C’est précisément la dégradation sécuritaire dans la zone pendant les années 2000 qui a conduit certains États membres de l’UE (France, Espagne, Danemark, Grande-Bretagne), inquiets, à demander une action européenne pour la zone sahélienne spécifiquement. Jusque-là, les pays de la zone sahélienne, comme l’ensemble des pays africains, bénéficiaient de la coopération au développement de l’UE, matérialisée notamment par les conventions de Lomé, remplacées par les accords de Cotonou, les accords d’association euro-méditerranéens ou encore le partenariat UE-Afrique. En septembre 2011, l’UE rend donc publique une stratégie spécifiquement dédiée au Sahel et visant à s’attaquer simultanément aux problèmes de développement et de sécurité, suivant une dialectique déjà présente dans la Stratégie européenne de sécurité de 2003.
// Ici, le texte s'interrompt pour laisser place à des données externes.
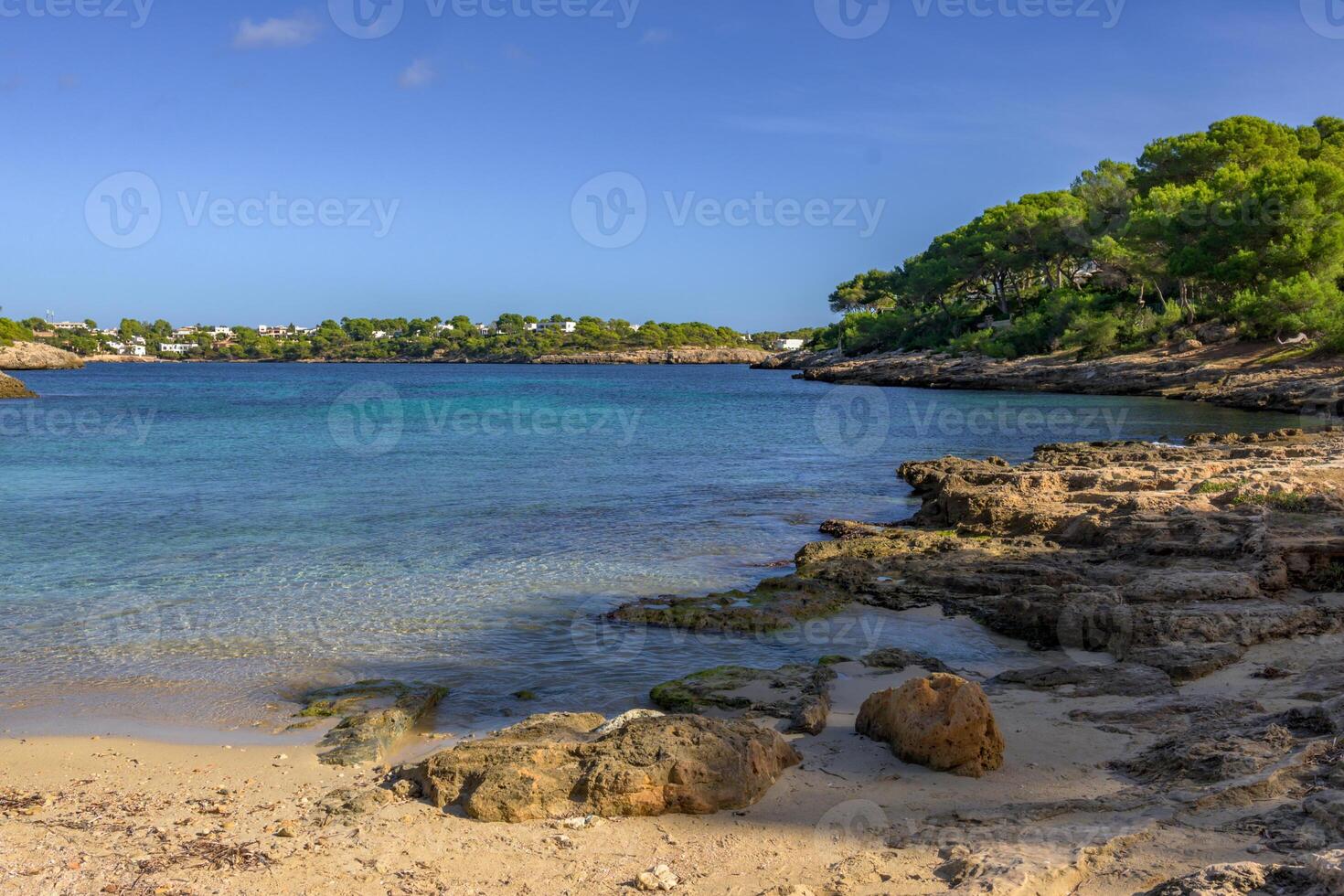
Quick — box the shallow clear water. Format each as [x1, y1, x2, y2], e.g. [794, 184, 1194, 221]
[0, 364, 1298, 731]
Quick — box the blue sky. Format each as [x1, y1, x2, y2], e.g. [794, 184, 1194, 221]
[0, 0, 1344, 330]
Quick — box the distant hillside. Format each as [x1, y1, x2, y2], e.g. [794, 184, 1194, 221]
[812, 115, 1344, 358]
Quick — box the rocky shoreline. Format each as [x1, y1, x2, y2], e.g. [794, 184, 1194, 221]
[0, 343, 85, 371]
[760, 338, 1344, 419]
[0, 427, 1344, 896]
[0, 373, 37, 399]
[532, 348, 773, 364]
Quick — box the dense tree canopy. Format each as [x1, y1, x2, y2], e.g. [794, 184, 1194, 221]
[817, 117, 1344, 356]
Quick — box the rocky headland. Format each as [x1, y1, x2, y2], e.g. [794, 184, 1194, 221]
[0, 373, 37, 399]
[758, 336, 1344, 419]
[0, 343, 83, 371]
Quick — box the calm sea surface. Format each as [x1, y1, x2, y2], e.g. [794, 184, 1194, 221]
[0, 364, 1298, 733]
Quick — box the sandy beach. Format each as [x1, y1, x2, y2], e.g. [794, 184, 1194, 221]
[0, 635, 1344, 896]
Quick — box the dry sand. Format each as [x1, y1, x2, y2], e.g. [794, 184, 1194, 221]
[0, 636, 1311, 896]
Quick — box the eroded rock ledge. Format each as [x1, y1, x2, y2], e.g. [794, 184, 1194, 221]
[613, 430, 1344, 679]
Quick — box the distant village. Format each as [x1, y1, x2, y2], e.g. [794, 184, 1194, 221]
[31, 315, 812, 358]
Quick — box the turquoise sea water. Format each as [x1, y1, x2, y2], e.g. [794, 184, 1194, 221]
[0, 364, 1298, 732]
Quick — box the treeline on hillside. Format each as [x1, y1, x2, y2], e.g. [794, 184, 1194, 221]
[18, 315, 813, 360]
[813, 117, 1344, 357]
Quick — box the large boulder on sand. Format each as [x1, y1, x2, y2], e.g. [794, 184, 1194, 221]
[855, 673, 1004, 778]
[406, 713, 801, 822]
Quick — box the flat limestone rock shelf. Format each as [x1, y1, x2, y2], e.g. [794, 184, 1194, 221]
[758, 341, 1344, 421]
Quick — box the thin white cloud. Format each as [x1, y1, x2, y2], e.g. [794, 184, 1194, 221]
[397, 59, 438, 90]
[234, 12, 321, 49]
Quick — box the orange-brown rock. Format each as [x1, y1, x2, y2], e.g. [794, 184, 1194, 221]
[406, 713, 801, 822]
[855, 673, 1004, 778]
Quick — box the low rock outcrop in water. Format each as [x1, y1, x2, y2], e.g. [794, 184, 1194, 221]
[758, 339, 1344, 418]
[404, 713, 801, 822]
[0, 343, 83, 371]
[292, 681, 448, 765]
[0, 373, 37, 399]
[855, 673, 1004, 778]
[649, 664, 836, 735]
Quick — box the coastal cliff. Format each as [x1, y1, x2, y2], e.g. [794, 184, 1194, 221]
[0, 343, 83, 371]
[760, 340, 1344, 416]
[532, 348, 772, 364]
[0, 373, 37, 399]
Lorsque la situation se dégrade avec l’effondrement du régime libyen et la mort de Kadhafi, l’UE met du temps à réagir, comme le montre la mise en place tardive de la mission de sécurisation des frontières (EU Border Assistance Mission – EUBAM Libya) en mai 2013 et qui, si elle était intervenue plus tôt, aurait permis un afflux moindre de combattants vers les pays avoisinants et un contrôle accru des trafics notamment dans la zone de la passe d’El Salvador (zone frontalière entre l’Algérie, le Niger et la Mauritanie). Avec le Mali, l’aide au développement est en grande partie stoppée après le coup d’État– sauf l’aide directe à la population et l’aide humanitaire –, et elle ne reprend qu’en février 2013, après l’adoption le 29 janvier par le parlement malien de la feuille de route proposée par le Premier ministre, et demandée par les résolutions du Conseil de sécurité de l’ONU et l’UE depuis l’été 2012. Plus important, l’UE a très vite mis en place la mission de formation de l’armée malienne – même si l’accélération institutionnelle a engendré quelques « couacs » sur le terrain lors de la mise en œuvre, cela est globalement une réussite – et s’est beaucoup impliquée dans la préparation de l’élection présidentielle.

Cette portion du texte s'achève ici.